1. To conjecture; to judge without any certain principles of judgment.
2. To conjecture rightly, or upon some just reason.--Johnson.
Incapable and shallow innocents!
You cannot guess who caused your father's death.--Shakspeare.
One may guess by Plato's writings, that his meaning as to the inferior deities was, that they who would have them might, and they who would not might let them alone; but that himself had a right opinion concerning the true God.--Stillingfleet.
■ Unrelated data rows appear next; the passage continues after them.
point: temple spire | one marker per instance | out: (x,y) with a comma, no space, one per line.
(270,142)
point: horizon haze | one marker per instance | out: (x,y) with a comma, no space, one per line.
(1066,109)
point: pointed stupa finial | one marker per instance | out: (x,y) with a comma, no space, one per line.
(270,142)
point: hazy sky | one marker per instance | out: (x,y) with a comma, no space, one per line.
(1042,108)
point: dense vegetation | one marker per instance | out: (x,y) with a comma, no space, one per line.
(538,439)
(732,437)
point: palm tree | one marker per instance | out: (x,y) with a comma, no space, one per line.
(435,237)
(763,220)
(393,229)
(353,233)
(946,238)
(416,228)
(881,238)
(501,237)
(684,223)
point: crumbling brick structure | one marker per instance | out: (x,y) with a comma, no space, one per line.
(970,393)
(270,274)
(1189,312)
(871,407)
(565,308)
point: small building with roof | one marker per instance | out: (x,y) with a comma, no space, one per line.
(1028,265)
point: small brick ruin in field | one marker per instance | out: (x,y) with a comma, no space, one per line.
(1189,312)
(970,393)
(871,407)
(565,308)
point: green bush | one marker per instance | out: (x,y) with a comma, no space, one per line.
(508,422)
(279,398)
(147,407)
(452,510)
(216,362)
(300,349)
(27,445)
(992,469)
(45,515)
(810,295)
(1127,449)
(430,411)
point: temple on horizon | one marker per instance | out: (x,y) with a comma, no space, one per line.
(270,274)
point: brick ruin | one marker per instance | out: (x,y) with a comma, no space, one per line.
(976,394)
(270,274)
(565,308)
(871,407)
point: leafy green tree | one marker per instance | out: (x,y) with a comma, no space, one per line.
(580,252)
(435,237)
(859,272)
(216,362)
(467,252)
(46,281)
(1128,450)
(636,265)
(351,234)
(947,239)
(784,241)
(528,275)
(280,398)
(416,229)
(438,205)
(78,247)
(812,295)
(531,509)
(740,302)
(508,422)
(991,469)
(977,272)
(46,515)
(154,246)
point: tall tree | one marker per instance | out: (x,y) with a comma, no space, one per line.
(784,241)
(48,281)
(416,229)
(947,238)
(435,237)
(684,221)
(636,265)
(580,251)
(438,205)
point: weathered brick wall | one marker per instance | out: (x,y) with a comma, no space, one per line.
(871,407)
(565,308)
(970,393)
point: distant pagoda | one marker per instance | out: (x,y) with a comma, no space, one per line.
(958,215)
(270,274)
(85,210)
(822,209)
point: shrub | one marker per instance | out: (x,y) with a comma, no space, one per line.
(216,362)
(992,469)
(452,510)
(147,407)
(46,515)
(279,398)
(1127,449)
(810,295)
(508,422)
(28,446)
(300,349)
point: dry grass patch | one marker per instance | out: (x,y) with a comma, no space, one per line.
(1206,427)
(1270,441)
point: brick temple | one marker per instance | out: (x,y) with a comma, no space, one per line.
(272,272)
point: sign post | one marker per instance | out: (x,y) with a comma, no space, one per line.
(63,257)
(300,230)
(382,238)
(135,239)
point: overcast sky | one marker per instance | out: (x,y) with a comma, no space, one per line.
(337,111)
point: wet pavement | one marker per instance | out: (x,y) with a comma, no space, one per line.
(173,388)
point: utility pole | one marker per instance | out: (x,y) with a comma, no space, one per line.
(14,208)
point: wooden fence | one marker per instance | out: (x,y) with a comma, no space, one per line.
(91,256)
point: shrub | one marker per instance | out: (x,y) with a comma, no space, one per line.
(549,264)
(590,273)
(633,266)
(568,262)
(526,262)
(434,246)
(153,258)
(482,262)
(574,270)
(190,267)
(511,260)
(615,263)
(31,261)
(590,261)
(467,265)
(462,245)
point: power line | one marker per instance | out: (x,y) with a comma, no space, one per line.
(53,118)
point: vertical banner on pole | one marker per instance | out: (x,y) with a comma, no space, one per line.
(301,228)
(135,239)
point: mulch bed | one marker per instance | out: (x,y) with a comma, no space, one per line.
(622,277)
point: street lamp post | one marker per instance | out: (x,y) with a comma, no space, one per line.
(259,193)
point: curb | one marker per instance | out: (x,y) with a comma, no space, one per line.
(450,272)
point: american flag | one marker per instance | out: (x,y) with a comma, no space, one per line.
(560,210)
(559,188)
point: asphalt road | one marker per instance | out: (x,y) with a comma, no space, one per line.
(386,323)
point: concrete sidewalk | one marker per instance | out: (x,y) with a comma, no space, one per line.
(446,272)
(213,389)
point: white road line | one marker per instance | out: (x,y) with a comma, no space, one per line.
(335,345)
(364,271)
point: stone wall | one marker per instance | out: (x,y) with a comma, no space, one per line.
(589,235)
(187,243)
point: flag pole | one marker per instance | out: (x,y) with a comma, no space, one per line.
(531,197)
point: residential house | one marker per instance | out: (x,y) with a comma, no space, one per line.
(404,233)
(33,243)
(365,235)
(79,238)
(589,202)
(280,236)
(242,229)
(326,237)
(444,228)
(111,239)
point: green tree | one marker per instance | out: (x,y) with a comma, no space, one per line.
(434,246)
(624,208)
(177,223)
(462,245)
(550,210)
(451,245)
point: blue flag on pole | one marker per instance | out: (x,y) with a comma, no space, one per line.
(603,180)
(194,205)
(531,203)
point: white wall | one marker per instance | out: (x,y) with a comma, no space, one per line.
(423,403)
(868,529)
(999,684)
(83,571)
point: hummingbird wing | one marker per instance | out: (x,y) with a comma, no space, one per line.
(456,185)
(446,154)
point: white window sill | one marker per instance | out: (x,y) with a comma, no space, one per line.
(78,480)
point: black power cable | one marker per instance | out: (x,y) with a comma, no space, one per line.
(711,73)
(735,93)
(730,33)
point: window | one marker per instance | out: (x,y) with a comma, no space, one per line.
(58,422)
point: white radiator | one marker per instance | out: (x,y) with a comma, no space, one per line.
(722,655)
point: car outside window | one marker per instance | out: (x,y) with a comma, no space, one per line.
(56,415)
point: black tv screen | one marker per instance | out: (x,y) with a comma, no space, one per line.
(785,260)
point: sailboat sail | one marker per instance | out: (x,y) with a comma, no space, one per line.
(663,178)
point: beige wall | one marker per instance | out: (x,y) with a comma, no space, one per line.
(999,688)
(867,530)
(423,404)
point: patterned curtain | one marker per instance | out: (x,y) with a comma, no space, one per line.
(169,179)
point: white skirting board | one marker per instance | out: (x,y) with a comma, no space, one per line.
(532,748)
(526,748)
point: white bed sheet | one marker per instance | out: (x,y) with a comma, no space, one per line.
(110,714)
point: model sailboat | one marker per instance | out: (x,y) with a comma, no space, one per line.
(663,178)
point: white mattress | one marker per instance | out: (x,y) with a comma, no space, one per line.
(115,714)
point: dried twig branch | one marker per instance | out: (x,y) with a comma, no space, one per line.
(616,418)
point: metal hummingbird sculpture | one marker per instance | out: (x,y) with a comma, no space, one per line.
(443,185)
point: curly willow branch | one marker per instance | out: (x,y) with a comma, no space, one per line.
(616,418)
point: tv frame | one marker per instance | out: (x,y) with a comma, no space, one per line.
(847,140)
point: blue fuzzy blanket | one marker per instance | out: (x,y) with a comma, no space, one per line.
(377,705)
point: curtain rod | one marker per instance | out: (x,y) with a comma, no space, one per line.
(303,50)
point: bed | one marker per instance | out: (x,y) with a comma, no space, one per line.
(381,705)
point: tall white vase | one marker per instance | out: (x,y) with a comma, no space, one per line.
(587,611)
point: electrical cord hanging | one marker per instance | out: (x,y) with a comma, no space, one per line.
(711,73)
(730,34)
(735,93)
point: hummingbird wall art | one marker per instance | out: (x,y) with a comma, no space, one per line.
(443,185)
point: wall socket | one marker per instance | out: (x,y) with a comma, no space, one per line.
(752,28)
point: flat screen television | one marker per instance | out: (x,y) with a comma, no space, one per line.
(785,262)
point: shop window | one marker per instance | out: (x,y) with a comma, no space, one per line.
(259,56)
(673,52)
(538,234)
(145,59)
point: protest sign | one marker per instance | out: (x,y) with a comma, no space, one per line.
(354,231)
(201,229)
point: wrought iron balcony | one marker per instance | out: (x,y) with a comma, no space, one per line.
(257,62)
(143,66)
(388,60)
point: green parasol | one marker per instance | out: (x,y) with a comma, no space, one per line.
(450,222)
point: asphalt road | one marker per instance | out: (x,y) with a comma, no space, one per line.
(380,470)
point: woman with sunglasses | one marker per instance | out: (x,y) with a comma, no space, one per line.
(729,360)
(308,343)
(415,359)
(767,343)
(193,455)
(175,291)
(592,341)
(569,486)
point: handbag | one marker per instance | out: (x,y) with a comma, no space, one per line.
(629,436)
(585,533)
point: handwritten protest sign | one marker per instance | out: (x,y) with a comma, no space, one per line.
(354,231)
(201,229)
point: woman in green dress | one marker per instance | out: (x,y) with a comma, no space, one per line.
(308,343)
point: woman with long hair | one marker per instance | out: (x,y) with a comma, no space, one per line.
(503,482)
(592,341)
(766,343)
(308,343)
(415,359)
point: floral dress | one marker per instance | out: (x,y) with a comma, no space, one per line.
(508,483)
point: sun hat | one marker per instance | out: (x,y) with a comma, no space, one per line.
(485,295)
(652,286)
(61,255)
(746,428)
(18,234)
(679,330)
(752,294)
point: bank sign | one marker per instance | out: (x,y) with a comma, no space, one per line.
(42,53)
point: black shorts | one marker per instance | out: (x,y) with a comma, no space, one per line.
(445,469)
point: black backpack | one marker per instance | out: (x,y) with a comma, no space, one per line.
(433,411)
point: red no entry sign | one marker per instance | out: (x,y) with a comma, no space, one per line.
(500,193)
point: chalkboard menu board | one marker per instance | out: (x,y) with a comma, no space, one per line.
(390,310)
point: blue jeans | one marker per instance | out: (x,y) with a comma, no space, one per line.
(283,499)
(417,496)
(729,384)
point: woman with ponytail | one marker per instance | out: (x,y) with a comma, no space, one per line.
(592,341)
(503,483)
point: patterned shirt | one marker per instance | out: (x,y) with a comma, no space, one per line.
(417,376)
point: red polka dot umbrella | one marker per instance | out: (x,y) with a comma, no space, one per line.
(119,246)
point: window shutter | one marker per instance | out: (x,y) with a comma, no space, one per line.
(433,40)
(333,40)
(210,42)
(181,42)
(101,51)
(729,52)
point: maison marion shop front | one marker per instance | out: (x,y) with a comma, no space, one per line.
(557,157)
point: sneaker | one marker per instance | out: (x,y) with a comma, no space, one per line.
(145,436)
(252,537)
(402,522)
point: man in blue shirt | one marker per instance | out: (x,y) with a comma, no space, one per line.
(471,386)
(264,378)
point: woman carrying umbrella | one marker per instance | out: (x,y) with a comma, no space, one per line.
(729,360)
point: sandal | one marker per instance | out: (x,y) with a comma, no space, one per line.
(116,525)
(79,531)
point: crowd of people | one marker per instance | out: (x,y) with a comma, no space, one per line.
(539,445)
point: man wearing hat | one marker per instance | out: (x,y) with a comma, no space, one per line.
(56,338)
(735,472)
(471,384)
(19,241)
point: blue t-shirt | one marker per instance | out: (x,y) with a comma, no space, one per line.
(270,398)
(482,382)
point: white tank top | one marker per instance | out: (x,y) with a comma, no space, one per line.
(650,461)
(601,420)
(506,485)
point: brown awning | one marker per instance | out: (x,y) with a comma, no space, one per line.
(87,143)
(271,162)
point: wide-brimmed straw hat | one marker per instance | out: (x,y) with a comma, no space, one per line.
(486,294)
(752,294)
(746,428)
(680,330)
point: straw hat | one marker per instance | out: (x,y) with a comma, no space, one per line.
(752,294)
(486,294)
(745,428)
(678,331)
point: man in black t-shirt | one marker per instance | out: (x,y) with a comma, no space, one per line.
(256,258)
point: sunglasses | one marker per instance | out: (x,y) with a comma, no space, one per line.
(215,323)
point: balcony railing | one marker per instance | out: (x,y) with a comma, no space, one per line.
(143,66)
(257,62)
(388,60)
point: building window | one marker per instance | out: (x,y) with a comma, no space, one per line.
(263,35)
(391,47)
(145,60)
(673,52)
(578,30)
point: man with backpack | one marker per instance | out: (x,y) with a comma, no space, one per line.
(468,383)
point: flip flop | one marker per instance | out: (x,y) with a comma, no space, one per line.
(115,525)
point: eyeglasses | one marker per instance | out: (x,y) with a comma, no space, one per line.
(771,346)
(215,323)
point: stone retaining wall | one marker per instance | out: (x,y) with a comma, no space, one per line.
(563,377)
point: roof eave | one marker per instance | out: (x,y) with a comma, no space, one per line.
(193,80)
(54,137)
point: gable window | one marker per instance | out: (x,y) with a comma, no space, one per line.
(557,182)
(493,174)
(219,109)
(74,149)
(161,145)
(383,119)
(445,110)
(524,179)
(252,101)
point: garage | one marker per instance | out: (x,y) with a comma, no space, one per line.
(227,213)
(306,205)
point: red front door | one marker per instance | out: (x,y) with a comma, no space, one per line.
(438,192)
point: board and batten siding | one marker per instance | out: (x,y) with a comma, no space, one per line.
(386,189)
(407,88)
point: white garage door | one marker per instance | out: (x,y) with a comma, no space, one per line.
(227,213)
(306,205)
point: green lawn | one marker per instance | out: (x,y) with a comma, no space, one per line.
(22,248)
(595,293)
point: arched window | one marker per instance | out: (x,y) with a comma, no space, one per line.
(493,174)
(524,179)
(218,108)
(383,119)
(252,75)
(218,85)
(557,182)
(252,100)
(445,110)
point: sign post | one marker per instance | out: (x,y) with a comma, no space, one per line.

We thus see that the legitimate, English sense of this word is to conjecture; but with us, and especially in New England, it is constantly used in common conversation instead of to believe, to suppose, to think, to imagine, to fancy. From such examples as the words to fix and to guess, it will be seen that while on the one hand we have a passion for coining new and unnecessary words and often in a manner opposed to the analogies of the language, there is on the other hand a tendency to banish from common use a number of the most useful and classical English expressions, by forcing one word to do duty for a host of others of somewhat similar meaning. This latter practice is by far the more dangerous of the two; because, if not checked and guarded against in time, it will corrode the very texture and substance of the language, and rob posterity of the power of appreciating and enjoying those masterpieces of literature bequeathed to us by our forefathers, which form the richest inheritance of all that speak the English tongue.